La semaine dernière, la commission des affaires culturelles et de l'éducation adoptait, en deuxième lecture, une proposition de loi importante qui questionne les conséquences de la révolution du numérique, dont nous n'avons pas fini de mesurer les effets. La vague inédite des réseaux sociaux, où chacun dévoile une part de son intimité et se met en scène, dit en ce sens quelque chose de notre époque. C'est un formidable espace de liberté, qui entre en résonance avec les aspirations de nos sociétés à davantage d'horizontalité. Il s'agit d'un réservoir de talents, d'un vecteur d'innovation et d'opportunités. Mais c'est également un univers ambivalent et porteur de risques nouveaux. Nos débats récurrents sur les manipulations de l'information et les dangers qu'elles font peser sur nos vieilles démocraties l'illustrent bien.

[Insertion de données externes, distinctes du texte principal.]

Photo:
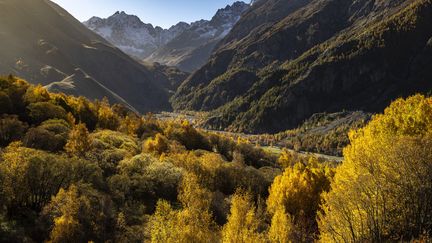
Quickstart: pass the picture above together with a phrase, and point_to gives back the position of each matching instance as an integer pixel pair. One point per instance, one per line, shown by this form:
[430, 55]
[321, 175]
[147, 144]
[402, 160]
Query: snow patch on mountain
[167, 46]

Cette proposition de loi s'attache en particulier à l'enjeu de la protection des enfants mineurs mis en scène dans des vidéos en ligne. Elle vient combler un vide juridique : celui de l'exposition des mineurs de moins de seize ans sur les plateformes en ligne.
Le problème se pose chaque jour avec plus d'acuité. Depuis quelques années, les vidéos mettant en scène des mineurs se multiplient sur internet. On peut distinguer les vidéos réalisées par ces mineurs eux-mêmes et celles réalisées par leurs parents, mettant en scène leur vie de famille. Bien que de qualité parfois discutable sur le plan créatif, elles peuvent comptabiliser des millions de vues, engendrant des recettes publicitaires très significatives liées à la monétisation de ces vidéos comme au placement de produits.

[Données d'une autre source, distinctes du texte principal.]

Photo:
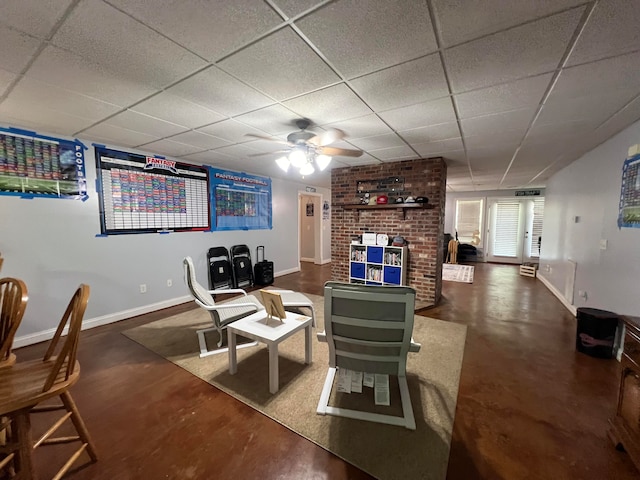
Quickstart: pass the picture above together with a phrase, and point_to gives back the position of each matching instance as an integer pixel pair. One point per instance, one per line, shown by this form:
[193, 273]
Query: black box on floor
[596, 332]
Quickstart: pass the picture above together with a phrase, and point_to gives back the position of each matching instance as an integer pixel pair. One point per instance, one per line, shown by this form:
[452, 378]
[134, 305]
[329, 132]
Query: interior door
[506, 233]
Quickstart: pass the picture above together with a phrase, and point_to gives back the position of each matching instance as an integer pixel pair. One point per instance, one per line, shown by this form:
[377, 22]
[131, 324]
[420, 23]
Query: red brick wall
[422, 228]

Parmi les chaînes les plus populaires, certaines publient des contenus quotidiennement. Si ces vidéos ont souvent un caractère ludique et en apparence « bon enfant », on peut légitimement se demander si elles sont naturelles, vu la cadence à laquelle elles sont publiées et les revenus qu'elles engendrent. Certaines peuvent cacher des pratiques de travail illicites, voire une forme d'exploitation moderne.
Par ailleurs, nous mesurons encore mal l'impact psychologique que peut avoir, pour des mineurs, une exposition aussi précoce et massive de leur vie privée.
Le travail des enfants est interdit depuis 1867, hormis quelques rares exceptions strictement encadrées. L'activité des enfants dits du spectacle, ou encore des enfants mannequins, est ainsi régie par un cadre et des règles protecteurs. Face à des abus manifestes, et afin d'éviter les dérives, il est de notre responsabilité de créer un cadre analogue pour les mineurs exposés sur les plateformes en ligne.
Tel est l'objet de ce texte novateur, dans lequel le groupe Agir ensemble retient trois avancées majeures.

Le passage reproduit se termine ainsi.